Hot Sundance films are fizzy highs in the Wasatch mountains, but they often seem to become something flatter and less transporting when they arrive in urban, sea-level plexes. This is one of the oldest truisms around. I’ve been writing articles about this syndrome for a good 20 years.
Variety‘s Rebecca Rubin has checklisted the latest manifestations of this cultural disparity, but she can’t quite bring herself to blurt out the phrase “no-star wokester indie flicks don’t usually fly with Joe and Jane Popcorn.”
I’m not allowed to infer that “movies about brilliant chubby girls struggling with personal or professional issues” constitute a problematic sub-category, but one could at least argue as much.

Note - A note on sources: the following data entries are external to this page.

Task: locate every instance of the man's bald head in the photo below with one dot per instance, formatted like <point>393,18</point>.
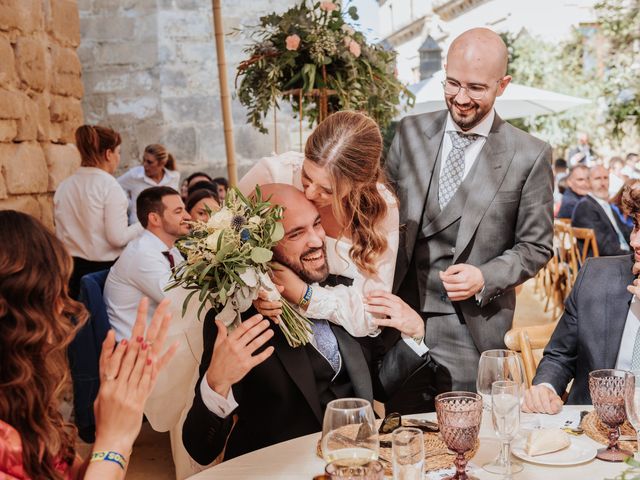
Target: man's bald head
<point>476,74</point>
<point>303,248</point>
<point>483,48</point>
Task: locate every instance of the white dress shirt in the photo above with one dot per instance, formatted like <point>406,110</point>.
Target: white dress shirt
<point>141,270</point>
<point>473,150</point>
<point>90,210</point>
<point>608,210</point>
<point>135,181</point>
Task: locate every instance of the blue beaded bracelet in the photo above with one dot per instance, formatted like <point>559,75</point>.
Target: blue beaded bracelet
<point>109,456</point>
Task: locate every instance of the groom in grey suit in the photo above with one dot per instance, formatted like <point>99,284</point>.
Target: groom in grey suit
<point>476,200</point>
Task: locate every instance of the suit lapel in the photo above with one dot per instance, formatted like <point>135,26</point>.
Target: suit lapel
<point>492,162</point>
<point>355,363</point>
<point>618,304</point>
<point>296,362</point>
<point>424,161</point>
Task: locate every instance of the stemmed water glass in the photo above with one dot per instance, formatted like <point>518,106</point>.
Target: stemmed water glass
<point>459,417</point>
<point>494,366</point>
<point>349,434</point>
<point>607,388</point>
<point>632,404</point>
<point>505,413</point>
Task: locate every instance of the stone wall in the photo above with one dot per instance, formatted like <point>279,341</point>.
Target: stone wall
<point>150,71</point>
<point>40,101</point>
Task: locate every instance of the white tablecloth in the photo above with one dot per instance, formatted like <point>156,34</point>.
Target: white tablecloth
<point>296,459</point>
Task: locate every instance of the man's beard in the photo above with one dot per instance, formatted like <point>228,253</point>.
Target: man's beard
<point>467,122</point>
<point>298,267</point>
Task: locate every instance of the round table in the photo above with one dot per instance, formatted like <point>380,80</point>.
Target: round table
<point>296,459</point>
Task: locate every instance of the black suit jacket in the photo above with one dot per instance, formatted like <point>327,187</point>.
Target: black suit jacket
<point>278,399</point>
<point>589,214</point>
<point>589,333</point>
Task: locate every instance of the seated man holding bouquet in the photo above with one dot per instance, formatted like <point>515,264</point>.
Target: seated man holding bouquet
<point>600,327</point>
<point>277,392</point>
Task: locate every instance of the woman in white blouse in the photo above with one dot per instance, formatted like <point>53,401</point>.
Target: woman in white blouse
<point>90,208</point>
<point>340,173</point>
<point>158,169</point>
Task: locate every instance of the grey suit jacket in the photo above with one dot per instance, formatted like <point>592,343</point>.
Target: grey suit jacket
<point>589,333</point>
<point>506,229</point>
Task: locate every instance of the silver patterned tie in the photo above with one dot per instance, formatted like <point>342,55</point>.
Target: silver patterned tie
<point>326,343</point>
<point>453,171</point>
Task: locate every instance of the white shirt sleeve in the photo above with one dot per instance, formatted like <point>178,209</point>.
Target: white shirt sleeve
<point>344,305</point>
<point>118,232</point>
<point>216,403</point>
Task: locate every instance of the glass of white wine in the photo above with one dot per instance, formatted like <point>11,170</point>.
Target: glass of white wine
<point>349,434</point>
<point>505,413</point>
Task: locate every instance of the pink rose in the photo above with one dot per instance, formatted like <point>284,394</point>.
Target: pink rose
<point>293,42</point>
<point>354,48</point>
<point>328,6</point>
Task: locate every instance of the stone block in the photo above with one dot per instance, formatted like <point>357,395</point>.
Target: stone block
<point>22,203</point>
<point>7,62</point>
<point>24,167</point>
<point>67,71</point>
<point>62,161</point>
<point>8,130</point>
<point>28,125</point>
<point>11,105</point>
<point>63,22</point>
<point>30,62</point>
<point>46,210</point>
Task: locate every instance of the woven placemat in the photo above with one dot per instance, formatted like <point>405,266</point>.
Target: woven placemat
<point>599,432</point>
<point>437,455</point>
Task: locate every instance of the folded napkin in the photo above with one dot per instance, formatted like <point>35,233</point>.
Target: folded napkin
<point>546,440</point>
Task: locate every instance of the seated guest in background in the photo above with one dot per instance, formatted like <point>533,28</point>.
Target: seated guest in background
<point>198,177</point>
<point>616,177</point>
<point>158,169</point>
<point>594,211</point>
<point>223,186</point>
<point>38,320</point>
<point>278,392</point>
<point>90,208</point>
<point>600,327</point>
<point>144,268</point>
<point>200,203</point>
<point>577,187</point>
<point>203,185</point>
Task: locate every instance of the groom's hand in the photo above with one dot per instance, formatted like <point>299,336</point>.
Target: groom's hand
<point>462,281</point>
<point>233,354</point>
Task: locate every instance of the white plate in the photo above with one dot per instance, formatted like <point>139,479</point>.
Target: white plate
<point>581,450</point>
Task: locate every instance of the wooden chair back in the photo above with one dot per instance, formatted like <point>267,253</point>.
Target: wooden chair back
<point>530,342</point>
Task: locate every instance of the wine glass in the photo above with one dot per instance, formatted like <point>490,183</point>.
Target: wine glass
<point>498,365</point>
<point>505,413</point>
<point>459,417</point>
<point>607,388</point>
<point>632,404</point>
<point>349,434</point>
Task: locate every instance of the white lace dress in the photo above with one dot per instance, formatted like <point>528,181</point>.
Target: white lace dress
<point>340,304</point>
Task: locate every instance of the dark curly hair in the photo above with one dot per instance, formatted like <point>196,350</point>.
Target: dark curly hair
<point>36,327</point>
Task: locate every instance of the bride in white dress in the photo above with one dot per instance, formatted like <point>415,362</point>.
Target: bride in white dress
<point>340,173</point>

It’s too early to say if Paul Downs Colaizzo‘s Brittany Runs a Marathon (Amazon, 8.23) will swim or sink. (An 84% Rotten Tomatoes audience score is a positive indicator.) But Geremy Jasper‘s Patti Cake$, Nisha Ginatra‘s Late Night and Olivia Wilde‘s Booksmart all qualify, and they all underperformed.

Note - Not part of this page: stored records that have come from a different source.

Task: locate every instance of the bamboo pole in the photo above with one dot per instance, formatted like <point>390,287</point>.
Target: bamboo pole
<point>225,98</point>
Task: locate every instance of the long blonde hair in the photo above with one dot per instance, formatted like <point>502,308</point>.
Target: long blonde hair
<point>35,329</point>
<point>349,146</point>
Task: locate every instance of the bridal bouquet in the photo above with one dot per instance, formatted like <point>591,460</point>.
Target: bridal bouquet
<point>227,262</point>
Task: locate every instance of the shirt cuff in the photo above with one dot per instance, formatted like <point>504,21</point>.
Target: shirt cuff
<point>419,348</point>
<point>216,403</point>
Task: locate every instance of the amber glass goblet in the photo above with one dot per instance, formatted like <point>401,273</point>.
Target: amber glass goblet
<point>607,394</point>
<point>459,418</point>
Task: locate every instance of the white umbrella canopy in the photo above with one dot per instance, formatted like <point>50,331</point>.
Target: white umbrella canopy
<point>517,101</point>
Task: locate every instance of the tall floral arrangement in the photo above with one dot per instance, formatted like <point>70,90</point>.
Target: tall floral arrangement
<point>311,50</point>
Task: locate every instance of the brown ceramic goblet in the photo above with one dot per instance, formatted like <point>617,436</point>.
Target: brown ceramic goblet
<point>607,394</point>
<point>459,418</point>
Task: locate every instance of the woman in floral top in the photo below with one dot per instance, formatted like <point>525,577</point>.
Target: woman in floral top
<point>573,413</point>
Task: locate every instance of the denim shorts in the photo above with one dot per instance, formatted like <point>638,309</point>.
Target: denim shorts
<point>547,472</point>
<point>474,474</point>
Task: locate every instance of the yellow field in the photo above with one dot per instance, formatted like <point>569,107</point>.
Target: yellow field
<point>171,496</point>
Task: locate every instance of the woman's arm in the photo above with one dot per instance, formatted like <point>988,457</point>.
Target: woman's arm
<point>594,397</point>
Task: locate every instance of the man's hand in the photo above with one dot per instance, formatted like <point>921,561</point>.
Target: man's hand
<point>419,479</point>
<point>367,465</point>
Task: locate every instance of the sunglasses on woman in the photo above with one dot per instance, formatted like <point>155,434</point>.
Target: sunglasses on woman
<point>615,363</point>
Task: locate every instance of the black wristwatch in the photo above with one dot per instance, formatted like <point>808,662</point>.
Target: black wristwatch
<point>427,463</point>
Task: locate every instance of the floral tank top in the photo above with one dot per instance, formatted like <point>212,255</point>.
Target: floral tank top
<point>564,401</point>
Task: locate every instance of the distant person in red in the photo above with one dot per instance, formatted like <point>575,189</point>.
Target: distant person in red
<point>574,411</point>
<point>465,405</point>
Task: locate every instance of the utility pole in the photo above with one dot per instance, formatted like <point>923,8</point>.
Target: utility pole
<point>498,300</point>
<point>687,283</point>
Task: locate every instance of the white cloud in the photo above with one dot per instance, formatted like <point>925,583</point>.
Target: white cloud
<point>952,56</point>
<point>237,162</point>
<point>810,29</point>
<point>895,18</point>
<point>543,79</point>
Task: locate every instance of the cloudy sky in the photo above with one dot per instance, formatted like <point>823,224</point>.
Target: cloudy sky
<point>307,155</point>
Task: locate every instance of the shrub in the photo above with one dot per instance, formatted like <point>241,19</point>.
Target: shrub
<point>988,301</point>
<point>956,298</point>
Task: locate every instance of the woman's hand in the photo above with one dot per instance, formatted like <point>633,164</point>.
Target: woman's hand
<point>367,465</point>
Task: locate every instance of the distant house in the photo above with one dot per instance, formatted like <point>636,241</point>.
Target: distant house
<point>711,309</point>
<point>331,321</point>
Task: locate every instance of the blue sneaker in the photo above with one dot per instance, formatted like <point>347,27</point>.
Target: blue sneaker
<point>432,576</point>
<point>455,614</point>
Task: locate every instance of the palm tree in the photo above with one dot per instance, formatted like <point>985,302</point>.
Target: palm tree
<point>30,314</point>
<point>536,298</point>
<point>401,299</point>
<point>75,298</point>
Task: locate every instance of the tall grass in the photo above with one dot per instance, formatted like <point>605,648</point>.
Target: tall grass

I was mostly taken by Gurinder Chadha‘s Blinded By The Light, but it didn’t connect all that broadly after opening on 8.16. No stars, British Pakistani culture, father-son conflict, etc. Warner Bros. acquired the Springtseen-themed musical in Park City for $15 million, but since opening in 2207 theatres it’s only made $8,103,492.

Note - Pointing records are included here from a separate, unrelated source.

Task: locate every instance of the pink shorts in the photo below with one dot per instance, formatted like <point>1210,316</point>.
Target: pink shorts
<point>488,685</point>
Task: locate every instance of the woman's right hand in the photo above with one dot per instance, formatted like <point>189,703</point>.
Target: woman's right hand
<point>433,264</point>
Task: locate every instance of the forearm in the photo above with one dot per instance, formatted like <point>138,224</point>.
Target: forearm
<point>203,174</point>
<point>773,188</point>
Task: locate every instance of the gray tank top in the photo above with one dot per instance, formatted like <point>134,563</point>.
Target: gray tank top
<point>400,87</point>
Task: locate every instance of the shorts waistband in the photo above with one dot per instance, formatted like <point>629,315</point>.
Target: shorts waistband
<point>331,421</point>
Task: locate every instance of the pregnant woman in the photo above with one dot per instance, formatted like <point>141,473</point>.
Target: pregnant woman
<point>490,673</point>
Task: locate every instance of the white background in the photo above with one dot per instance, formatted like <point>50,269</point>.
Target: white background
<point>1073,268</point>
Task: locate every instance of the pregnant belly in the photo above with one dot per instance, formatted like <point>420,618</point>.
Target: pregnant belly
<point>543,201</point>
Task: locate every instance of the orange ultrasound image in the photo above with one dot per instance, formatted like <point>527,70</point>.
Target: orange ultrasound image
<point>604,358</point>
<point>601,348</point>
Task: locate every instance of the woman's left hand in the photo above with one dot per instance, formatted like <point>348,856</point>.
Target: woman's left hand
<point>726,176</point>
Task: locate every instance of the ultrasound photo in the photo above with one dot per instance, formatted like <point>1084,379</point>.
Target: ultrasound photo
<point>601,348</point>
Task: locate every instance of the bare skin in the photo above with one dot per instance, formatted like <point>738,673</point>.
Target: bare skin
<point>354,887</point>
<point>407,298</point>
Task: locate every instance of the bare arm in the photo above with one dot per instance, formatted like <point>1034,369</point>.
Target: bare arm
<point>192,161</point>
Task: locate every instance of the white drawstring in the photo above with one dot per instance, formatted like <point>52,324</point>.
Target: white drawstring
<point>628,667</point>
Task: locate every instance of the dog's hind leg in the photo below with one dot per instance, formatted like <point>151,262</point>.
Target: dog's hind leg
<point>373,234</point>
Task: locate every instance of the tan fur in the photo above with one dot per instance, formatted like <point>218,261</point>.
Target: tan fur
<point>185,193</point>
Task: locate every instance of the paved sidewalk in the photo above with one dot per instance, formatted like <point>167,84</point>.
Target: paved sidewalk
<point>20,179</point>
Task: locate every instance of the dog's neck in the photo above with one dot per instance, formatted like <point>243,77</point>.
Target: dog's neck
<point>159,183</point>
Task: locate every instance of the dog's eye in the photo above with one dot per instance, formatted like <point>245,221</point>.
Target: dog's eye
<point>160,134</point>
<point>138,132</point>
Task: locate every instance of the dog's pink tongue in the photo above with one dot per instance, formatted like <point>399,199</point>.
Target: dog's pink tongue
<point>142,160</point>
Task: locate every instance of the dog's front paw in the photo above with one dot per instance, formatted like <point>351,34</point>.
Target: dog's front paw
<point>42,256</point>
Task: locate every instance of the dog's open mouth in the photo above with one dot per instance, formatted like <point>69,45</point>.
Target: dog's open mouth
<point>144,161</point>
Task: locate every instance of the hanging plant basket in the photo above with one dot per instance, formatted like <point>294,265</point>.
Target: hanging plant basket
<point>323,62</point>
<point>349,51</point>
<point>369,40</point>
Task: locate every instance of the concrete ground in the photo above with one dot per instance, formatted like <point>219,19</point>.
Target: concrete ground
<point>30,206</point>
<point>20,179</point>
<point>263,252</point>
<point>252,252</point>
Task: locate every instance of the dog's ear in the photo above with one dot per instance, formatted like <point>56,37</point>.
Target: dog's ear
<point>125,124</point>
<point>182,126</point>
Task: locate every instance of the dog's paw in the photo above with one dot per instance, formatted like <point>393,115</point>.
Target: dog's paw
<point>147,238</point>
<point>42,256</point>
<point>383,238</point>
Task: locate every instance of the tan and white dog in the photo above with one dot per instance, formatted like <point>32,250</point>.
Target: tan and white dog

The one big narrative breakout hit is A24’s The Farewell (because it’s an excellent, well-acted film that delivers the emotional goods), and the only documentary hit so far is Apollo 11 with $9,039,891 thus far.
After five weeks in theatres HE’s own David Crosby: Remember My Name has only accumulated $459,880. Easily one of the best docs of the year and an emotional truth drug movie second to none. Why the lethargy?.
Rubin excerpt #1: “Netflix bought Extremely Wicked, Shockingly Evil and Vile, a drama from the perspective of Ted Bundy’s girlfriend, for a reported $8 million, but it’s not clear yet whether it will mount an awards push.” HE clarification: An awards push is unlikely.
Rubin excerpt #2: “Amazon’s The Report likely won’t be breaking any box-office records, since it will land on Prime Video two weeks after it it opens in theaters.” HE clarification: Not happening.